Saturday, July 15, 2006
Joe Anthony has crafted an engaging tale of Appalachia. A transplant, Anthony writes with an insider's knowledge and an outsider's perspective an unusual and effective aesthetic.
His main character, Linda Eliot, also a transplant, teaches at the community college in the coal-mining town of Peril, Ky., which is aptly named. Tarpless coal trucks scream around the hairpin mountain roads. Neighbors tote shotguns. Students write nasty evaluations. Menace thrives like dark particulates in the very air.
Why, Linda asks one day in class, do so many people get killed in Peril? It seems almost like a rhetorical question. But one of her students, Hugh, an older boy who's been in the Navy, offers an answer: "Do your drinking in the wrong bars. Get born into the wrong families. You do either and the odds of getting shot go up a whole lot. Do your drinking at home, be born right and you'll liable [sic] to live to a long old age, even in Peril."

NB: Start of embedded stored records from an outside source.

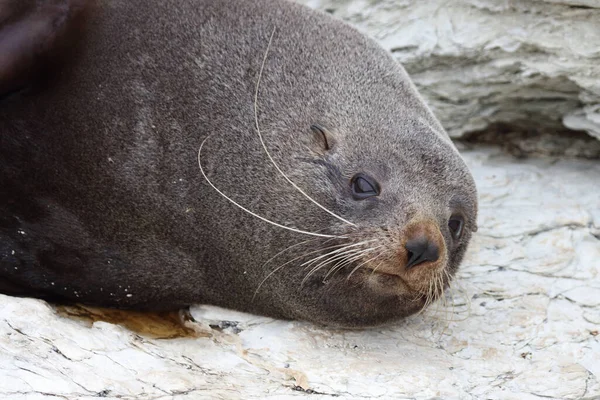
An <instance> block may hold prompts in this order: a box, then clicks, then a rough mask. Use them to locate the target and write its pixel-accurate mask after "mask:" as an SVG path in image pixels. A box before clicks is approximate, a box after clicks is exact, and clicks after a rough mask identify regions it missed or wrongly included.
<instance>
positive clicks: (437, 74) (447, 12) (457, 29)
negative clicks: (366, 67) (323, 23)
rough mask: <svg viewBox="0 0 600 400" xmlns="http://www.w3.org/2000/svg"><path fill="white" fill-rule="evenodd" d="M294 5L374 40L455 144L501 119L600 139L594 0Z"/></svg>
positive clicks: (439, 1) (597, 45) (334, 39)
mask: <svg viewBox="0 0 600 400" xmlns="http://www.w3.org/2000/svg"><path fill="white" fill-rule="evenodd" d="M296 1H298V2H300V3H304V4H307V5H309V6H311V7H314V8H318V9H321V10H327V11H329V12H332V13H333V14H334V15H336V16H337V17H340V18H342V19H345V20H347V21H349V22H351V23H352V24H354V25H356V26H357V27H358V28H359V29H361V30H362V31H364V32H366V33H368V34H369V35H371V36H373V37H375V38H376V39H377V40H379V42H380V43H381V44H382V45H383V46H384V47H385V48H386V49H388V50H389V51H391V52H392V53H393V54H394V56H395V57H396V58H397V59H398V61H400V62H401V63H402V64H403V65H404V67H405V68H406V69H407V71H408V72H409V73H410V75H411V76H412V78H413V80H414V81H415V84H416V85H417V87H418V88H419V90H420V92H421V93H422V94H423V96H424V97H425V99H426V101H427V103H428V104H429V105H430V106H431V107H432V109H433V111H434V112H435V114H436V115H437V116H438V118H440V120H441V121H442V124H443V125H444V126H445V127H446V129H447V130H448V132H449V133H450V135H451V136H453V137H460V136H462V135H463V134H464V133H466V132H470V131H477V130H480V129H483V128H486V127H487V126H488V125H490V124H493V123H496V122H508V123H511V125H513V126H517V125H522V126H525V127H529V126H534V127H546V128H548V127H549V128H551V129H557V128H564V127H567V128H569V129H574V130H584V131H587V132H588V133H589V134H591V135H592V136H595V137H597V138H599V139H600V0H452V1H448V0H296ZM332 39H333V40H335V38H332ZM563 125H564V126H563Z"/></svg>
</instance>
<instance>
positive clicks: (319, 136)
mask: <svg viewBox="0 0 600 400" xmlns="http://www.w3.org/2000/svg"><path fill="white" fill-rule="evenodd" d="M310 130H311V131H312V133H313V142H314V144H315V145H314V146H312V147H313V148H314V150H315V151H316V152H317V153H319V154H321V155H323V154H325V153H326V152H328V151H329V150H331V149H332V148H333V147H334V146H335V143H336V140H335V136H333V134H332V133H331V131H329V130H328V129H327V128H325V127H324V126H323V125H320V124H313V125H311V126H310Z"/></svg>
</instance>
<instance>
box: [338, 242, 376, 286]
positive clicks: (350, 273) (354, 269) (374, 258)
mask: <svg viewBox="0 0 600 400" xmlns="http://www.w3.org/2000/svg"><path fill="white" fill-rule="evenodd" d="M381 247H383V246H381ZM379 257H381V252H380V253H378V254H377V255H376V256H375V257H372V258H370V259H368V260H367V261H365V262H363V263H360V264H358V265H357V266H356V267H355V268H354V269H353V270H352V272H350V274H349V275H348V277H347V278H346V279H350V277H351V276H352V274H353V273H355V272H356V271H357V270H358V269H359V268H360V267H362V266H363V265H365V264H368V263H370V262H372V261H374V260H377V259H378V258H379Z"/></svg>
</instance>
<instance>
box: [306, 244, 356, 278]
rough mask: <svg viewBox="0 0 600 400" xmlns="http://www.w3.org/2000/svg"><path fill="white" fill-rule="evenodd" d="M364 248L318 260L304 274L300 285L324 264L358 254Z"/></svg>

Hugh is also her most promising student, somewhat in spite of himself. He likes to play the good ol' boy. But Linda recognizes his talent for writing. In a clever strategy, the author presents many of Hugh's compositions for English class, and they shed light on his opinions about the hardscrabble life in the hollows.
Linda and Hugh are on a dark trajectory, which will not be revealed here. Suffice it to say, the reader is made to care about both of these characters, albeit in somewhat different ways.
The minor characters here tend to be rather one-dimensional. And some of the action is too flatly issues-driven. That is, the novel sometimes seems to be in service to ideas, when -- since this is art -- ideas should be in service to the novel.
But the writing is spirited and compelling, and the author brings a
unique perspective to Appalachian culture.